Data Modelling– How is machine learning working?
There are various types of machine learning algorithms, the most common being clustering, matrix factoring, content-based, recommendations, collaborative filtering, and so on. Machine learning requires five simple steps
The vast collection of data that we obtain in the first phase is divided into the training set and the test set, and the model is built and tested using the training set. A large portion of the data is used for training purposes so that various input and output conditions can be reached and the model created is closest to the desired outcome (recommendation, human actions, patterns, etc.).
Once developed, the model is tested for efficiency and accuracy using the test data to enable cross-validation.
As we can see, Machine Learning can only be used during the data processing process of the Data Science Lifecycle. Data Science also requires machine learning.
Through machine learning, the machine can generate complex mathematical algorithms that do not need to be programmed by humans and can further improvise and develop programs on its own. Compared to conventional statistical analysis methods, machine learning is a great way to collect and process the most complex collection of big data, making data science simpler and less unpredictable.
In addition, computers appear to be more reliable and have a better memory than humans, they can learn and generate accurate results based on experience. We get fast algorithms and data-driven models without the human-possible errors.
|Machine Learning||Data Science|
|It is a part of data science where methods and techniques are used to build algorithms so that the computer can learn from data through experience.||It is an interdisciplinary field where unstructured data is cleaned, interpreted, analyzed and market technologies are discarded.|
|Machine learning can not exist without data science, as data must first be prepared to create, train and test the model.||Data science can work with manual methods as well though they are not as efficient as machine algorithms|
|It comes only in the data modeling stage of data science.||It has a vast scope|
|Machine learning is a single step in data science that uses the other steps of data science to create the best suitable algorithm for predictive analysis||Data science is a complete process.|
|Knowledge of SQL is not necessary. Programs are written in languages like R, Python, Java, Lisp etc||Knowledge of SQL is necessary to perform operations on data.|
|Machine learning is a subset of AI and also a connection between AI and data science since it evolves as more and more data is processed.||Data science is not a subset of AI.|
|Machine learning cannot exist without data science as data has to be first prepared to create, train and test the model.||Data science can work with manual methods as well though they are not as efficient as machine algorithms|
How do you choose between data science and machine learning?
Oh, you can’t pick one of them. Data science and machine learning go hand in hand. Machines can not learn without data, and Data Science is best achieved with machine learning as discussed above. In the future, data scientists will need at least a basic understanding of machine learning to model and interpret the big data that is produced every day.

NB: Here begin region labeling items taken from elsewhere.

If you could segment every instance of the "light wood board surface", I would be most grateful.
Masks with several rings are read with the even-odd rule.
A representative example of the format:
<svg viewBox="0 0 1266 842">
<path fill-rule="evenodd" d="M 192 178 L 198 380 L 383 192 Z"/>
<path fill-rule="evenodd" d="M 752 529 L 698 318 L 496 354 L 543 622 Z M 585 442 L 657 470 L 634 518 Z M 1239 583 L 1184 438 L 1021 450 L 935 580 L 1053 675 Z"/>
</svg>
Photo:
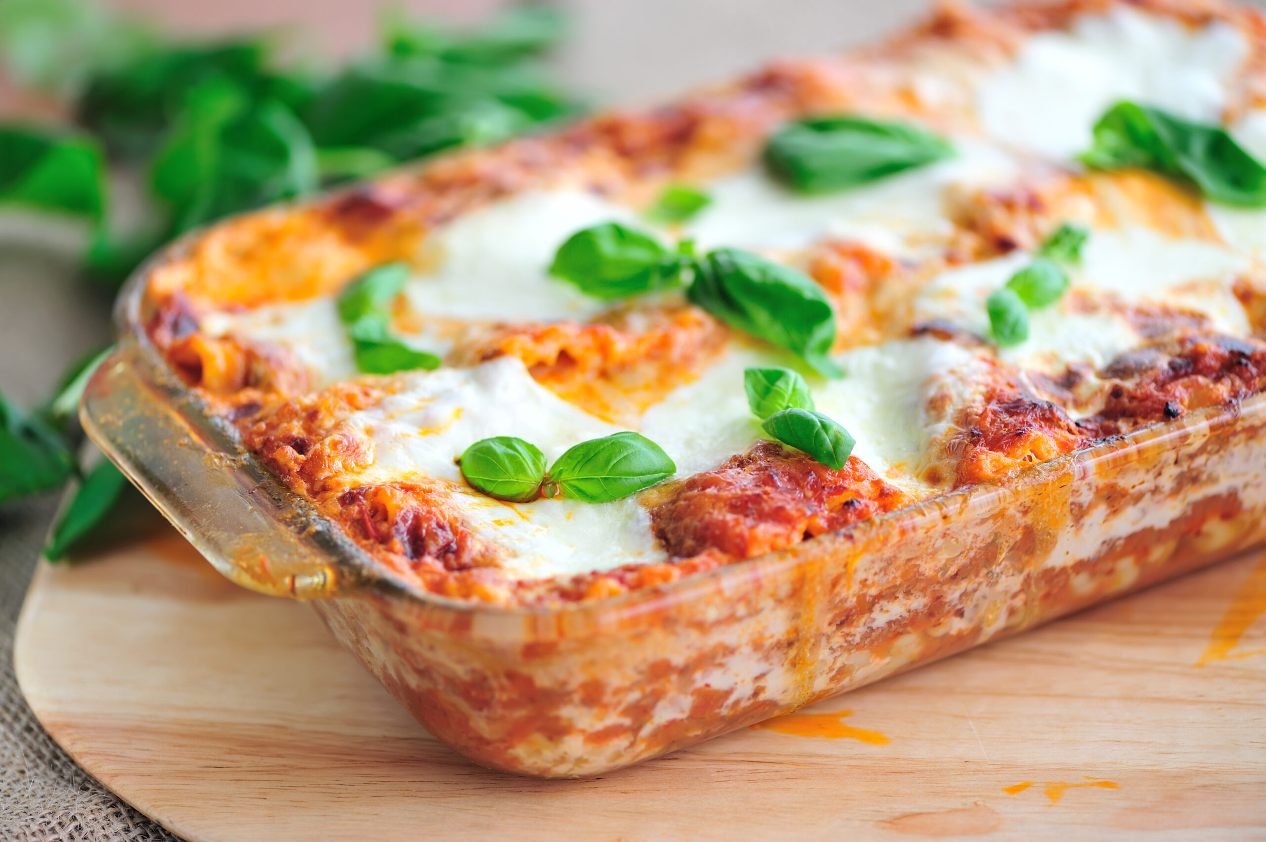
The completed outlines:
<svg viewBox="0 0 1266 842">
<path fill-rule="evenodd" d="M 80 763 L 196 842 L 1262 839 L 1263 608 L 1252 553 L 581 781 L 453 755 L 308 606 L 166 528 L 43 565 L 15 662 Z"/>
</svg>

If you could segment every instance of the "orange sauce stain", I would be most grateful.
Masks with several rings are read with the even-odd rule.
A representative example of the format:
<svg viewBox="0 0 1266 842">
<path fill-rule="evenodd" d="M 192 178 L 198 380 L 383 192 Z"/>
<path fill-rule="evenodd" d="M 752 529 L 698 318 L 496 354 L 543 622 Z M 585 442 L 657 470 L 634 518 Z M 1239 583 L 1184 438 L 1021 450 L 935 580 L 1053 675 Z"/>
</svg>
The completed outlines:
<svg viewBox="0 0 1266 842">
<path fill-rule="evenodd" d="M 766 719 L 752 726 L 753 731 L 776 731 L 780 734 L 796 737 L 825 737 L 827 739 L 860 739 L 868 746 L 886 746 L 893 742 L 877 731 L 853 728 L 841 719 L 853 715 L 852 710 L 834 713 L 789 713 L 774 719 Z"/>
<path fill-rule="evenodd" d="M 1213 661 L 1234 661 L 1246 658 L 1250 655 L 1262 655 L 1266 650 L 1250 650 L 1247 652 L 1233 652 L 1239 646 L 1244 632 L 1248 631 L 1257 618 L 1266 614 L 1266 557 L 1263 557 L 1248 579 L 1239 586 L 1227 608 L 1225 615 L 1218 627 L 1209 636 L 1209 644 L 1204 647 L 1196 666 L 1204 666 Z"/>
<path fill-rule="evenodd" d="M 1120 789 L 1120 786 L 1118 786 L 1112 781 L 1096 781 L 1093 777 L 1087 779 L 1087 782 L 1085 784 L 1067 784 L 1065 781 L 1052 781 L 1047 784 L 1046 789 L 1043 790 L 1046 796 L 1051 799 L 1051 804 L 1048 807 L 1055 807 L 1056 804 L 1058 804 L 1060 799 L 1063 798 L 1063 794 L 1067 790 L 1077 789 L 1080 786 L 1103 786 L 1104 789 Z"/>
</svg>

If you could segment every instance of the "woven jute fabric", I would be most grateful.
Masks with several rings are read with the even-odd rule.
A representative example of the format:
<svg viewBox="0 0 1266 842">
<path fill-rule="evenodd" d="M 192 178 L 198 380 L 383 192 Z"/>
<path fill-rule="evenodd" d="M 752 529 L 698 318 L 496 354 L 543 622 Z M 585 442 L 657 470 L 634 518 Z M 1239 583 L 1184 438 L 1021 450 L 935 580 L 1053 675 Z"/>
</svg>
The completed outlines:
<svg viewBox="0 0 1266 842">
<path fill-rule="evenodd" d="M 13 638 L 54 498 L 0 509 L 0 839 L 176 839 L 110 794 L 39 726 L 13 671 Z"/>
</svg>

If you’re just beginning your career, or if you’re from different backgrounds like Java or. NET, there’s nothing to think about. The science of data is vast, but not difficult. Since it has several phases, the work of a data scientist is divided into various sub-fields. Once you’ve sorted the core concepts, go deeper into machine learning and deep learning through the tutorial links offered. Whether or not you have programming experience, you will become a good data scientist by studying the resources and techniques required to work on data and gain good domain knowledge.